Quelle horreur, s’écrient les Unitaires rigides, que de calomnier l’auteur de la nature jusqu’à lui imputer des miracles continuels pour damner à jamais des hommes qu’il fait naître pour si peu de tems ! ou il a créé les ames de toute éternité ; & dans ce systême étant infiniment plus anciennes que le péché d’Adam, elles n’ont aucun rapport avec lui ; ou ces ames sont formées à chaque moment qu’un homme couche avec une femme, & en ce cas, Dieu est continuellement à l’affût de tous les rendez-vous de l’univers pour créer des esprits qu’il rendra éternellement malheureux ; ou Dieu est lui-même l’ame de tous les hommes, & dans ce systême il se damne lui-même. Quelle est la plus horrible & la plus folle de ces trois suppositions ? Il n’y en a pas une quatrième ; car l’opinion que Dieu attend six semaines pour créer une ame damnée dans un fœtus, revient à celle qui la fait créer au moment de la copulation. Qu’importe six semaines de plus ou de moins ?
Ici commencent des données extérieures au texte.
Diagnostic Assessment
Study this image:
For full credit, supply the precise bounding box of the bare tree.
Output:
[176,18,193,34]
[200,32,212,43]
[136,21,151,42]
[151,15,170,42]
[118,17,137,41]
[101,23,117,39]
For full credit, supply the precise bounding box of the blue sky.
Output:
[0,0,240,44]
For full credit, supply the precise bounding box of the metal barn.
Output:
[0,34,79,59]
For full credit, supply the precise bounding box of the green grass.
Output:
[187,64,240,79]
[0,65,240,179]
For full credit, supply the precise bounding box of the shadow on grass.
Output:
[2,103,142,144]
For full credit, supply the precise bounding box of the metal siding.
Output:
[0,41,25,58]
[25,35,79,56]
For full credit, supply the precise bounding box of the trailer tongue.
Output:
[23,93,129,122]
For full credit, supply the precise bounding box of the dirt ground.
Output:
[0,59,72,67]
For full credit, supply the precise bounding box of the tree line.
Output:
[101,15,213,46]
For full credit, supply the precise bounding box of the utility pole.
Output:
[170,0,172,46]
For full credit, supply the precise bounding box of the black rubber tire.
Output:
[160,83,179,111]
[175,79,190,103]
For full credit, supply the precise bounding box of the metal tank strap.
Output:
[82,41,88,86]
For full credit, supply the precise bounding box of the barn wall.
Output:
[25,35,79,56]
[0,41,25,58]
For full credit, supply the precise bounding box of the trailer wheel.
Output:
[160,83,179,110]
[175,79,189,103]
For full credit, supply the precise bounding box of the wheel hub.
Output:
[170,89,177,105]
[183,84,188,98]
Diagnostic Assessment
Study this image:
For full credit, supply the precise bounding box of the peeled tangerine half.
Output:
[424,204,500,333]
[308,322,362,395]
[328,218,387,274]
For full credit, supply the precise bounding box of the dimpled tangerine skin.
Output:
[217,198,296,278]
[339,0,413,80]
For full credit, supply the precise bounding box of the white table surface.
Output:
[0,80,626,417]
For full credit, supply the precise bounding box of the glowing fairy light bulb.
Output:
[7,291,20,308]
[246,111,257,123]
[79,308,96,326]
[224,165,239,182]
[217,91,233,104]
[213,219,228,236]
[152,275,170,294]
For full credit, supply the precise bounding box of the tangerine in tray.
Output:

J’ai rapporté le sentiment des Unitaires : & les hommes sont parvenus à un tel point de superstition que j’ai tremblé en le rapportant.
(Cet article est de feu Mr. Boulanger.)
[II-93]
Ce n’est pas Dioclétien que j’appellerai persécuteur, car il fut dix-huit ans entiers le protecteur des Chrétiens ; & si dans les derniers tems de son Empire il ne les sauva pas des ressentimens de Galérius, il ne fut en cela qu’un Prince séduit & entraîné par la cabale au-delà de son caractère, comme tant d’autres.
Je donnerai encor moins le nom de persécuteurs aux Trajans, aux Antonins, je croirais prononcer un blasphème.
Quel est le persécuteur ? c’est celui dont l’orgueil blessé, & le fanatisme en fureur irritent le Prince, ou les Magistrats contre des hommes innocens, qui n’ont d’autre crime que de n’être pas de son avis. Impudent, tu adores un Dieu, tu prêches la vertu, & tu la pratiques ; tu as servi les hommes, & tu les as consolés ; tu as établi l’orpheline, tu as secouru le pauvre, tu as changé les déserts où quelques esclaves traînaient une vie misérable, en campagnes fertiles peuplées de familles heureuses ; mais j’ai découvert que tu me méprises, & que tu n’as jamais lu mon livre de controverse : tu sais que je suis un fripon, que j’ai contrefait l’écriture de G***, que j’ai volé des **** ; tu pourrais bien le dire, il faut que je te prévienne ; j’irai donc chez le confesseur du premier Ministre ou chez le Podestat. [II-94] Je leur remontrerai en penchant le cou, & en tordant la bouche, que tu as une opinion erronée sur les cellules où furent renfermés les Septante ; que tu parlas même il y a dix ans d’une manière peu respectueuse du chien de Tobie, lequel tu soutenais être un barbet, tandis que je prouvais que c’était un lévrier. Je te dénoncerai comme l’ennemi de Dieu & des hommes. Tel est le langage du persécuteur ; & si ces paroles ne sortent pas précisément de sa bouche, elles sont gravées dans son cœur avec le burin du fanatisme trempé dans le fiel de l’envie.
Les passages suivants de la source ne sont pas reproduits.